Environmental art as a movement includes a range of artistic practices such as historical approaches to nature as well as new politically motivated works which explore the deeper relationships to environmental systems and social concerns. The physical environment has always inspired art, for example it could be said that it began with Palaeolithic cave paintings which represented aspects of nature such as animals and humans interacting with them.
Environmental art is an umbrella term which encompasses many different art styles , techniques and objectives. The artists associated with it often share similar beliefs about human interconnectedness to the natural world-socially, economically or spiritually. Environmental art contains a variety of sub movements including romanticism in the way that it seeks to celebrate the beauty and greatness of nature and the people connected to it as well as Eco-realism and Gaga art.
The growth of environmental art as a specific movement began around the late 1960’s and early on it was associated predominantly with sculpture and land art. It partly arose out of criticisms that sculpture was out of harmony with the environment. In 1968 Robert Smithson organised an exhibition in New York titled “Earthworks” which challenged conventional ideas to do with exhibitions because his artwork was too large to be collected. They were represented by photographs which emphasised the resistance to acquisition .
Earth art uses the natural landscape to create structures, forms and sculptures and it grew from ideas associated with conceptualism and minimalism. These were popular during the 1960’s when artists began to abandon traditional approaches and new ways of engaging with the world through art. There was a change from representing nature in art to utilising it as a material which has connections to primitive artists who used the natural materials available to them. Although some artists such as Smithson used mechanical earth-moving equipment to make their artworks, other artists made minimal and temporary interventions in the landscape such as Richard Long who simply walked up and down until he had made a mark in the earth.
The system of presenting art went through radical change as the Book ‘The representation of nature in art’ explains, artists reject the “traditional workshop-museum-gallery circuit”. It goes on to say that Land artists are grouped together by their desire to “work on the spot so that they can leave their mark, in one way or other, on whatever scale, and for however long, without deciding in advance how their works are to be accessed. They use photographs, film, maps and drawings to describe their work, which usually remains inaccessible… these artists use nature, not to reveal its beauty and evoke emotions but rather to dig, mark, plot, and transform.

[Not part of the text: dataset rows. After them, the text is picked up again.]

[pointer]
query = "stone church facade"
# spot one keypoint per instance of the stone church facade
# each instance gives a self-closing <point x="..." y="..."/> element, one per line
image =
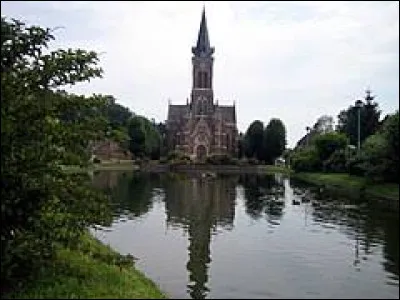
<point x="201" y="127"/>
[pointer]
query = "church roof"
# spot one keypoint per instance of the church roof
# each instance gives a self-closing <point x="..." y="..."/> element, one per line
<point x="228" y="113"/>
<point x="203" y="47"/>
<point x="175" y="112"/>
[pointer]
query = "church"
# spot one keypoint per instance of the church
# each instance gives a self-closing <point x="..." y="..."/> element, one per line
<point x="202" y="127"/>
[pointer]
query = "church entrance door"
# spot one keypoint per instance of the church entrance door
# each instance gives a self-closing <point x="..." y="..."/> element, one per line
<point x="201" y="152"/>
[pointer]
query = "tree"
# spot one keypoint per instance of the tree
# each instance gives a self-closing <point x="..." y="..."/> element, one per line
<point x="145" y="139"/>
<point x="274" y="140"/>
<point x="380" y="152"/>
<point x="369" y="120"/>
<point x="254" y="140"/>
<point x="241" y="145"/>
<point x="42" y="205"/>
<point x="137" y="137"/>
<point x="328" y="143"/>
<point x="324" y="124"/>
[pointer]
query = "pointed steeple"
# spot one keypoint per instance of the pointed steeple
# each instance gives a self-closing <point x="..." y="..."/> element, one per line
<point x="203" y="47"/>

In this way the sculptural dimension emerges”. It is explained that Land art is “more the result of different intellectual, sociological and artistic paths than an aesthetic manifesto. The only thing the paths have in common is their medium: nature.”
By using the most basic materials Earth artists aim to get as close to the essence of their work as possible. The often ephemeral nature of their work means that they accept the inevitability of their work disappearing which means the role of photography in recording it is very important. I find this connection between art, sculpture and photography interesting as well as the way that it is reflective of very primitive methods of creating art but utilises new technologies to record it.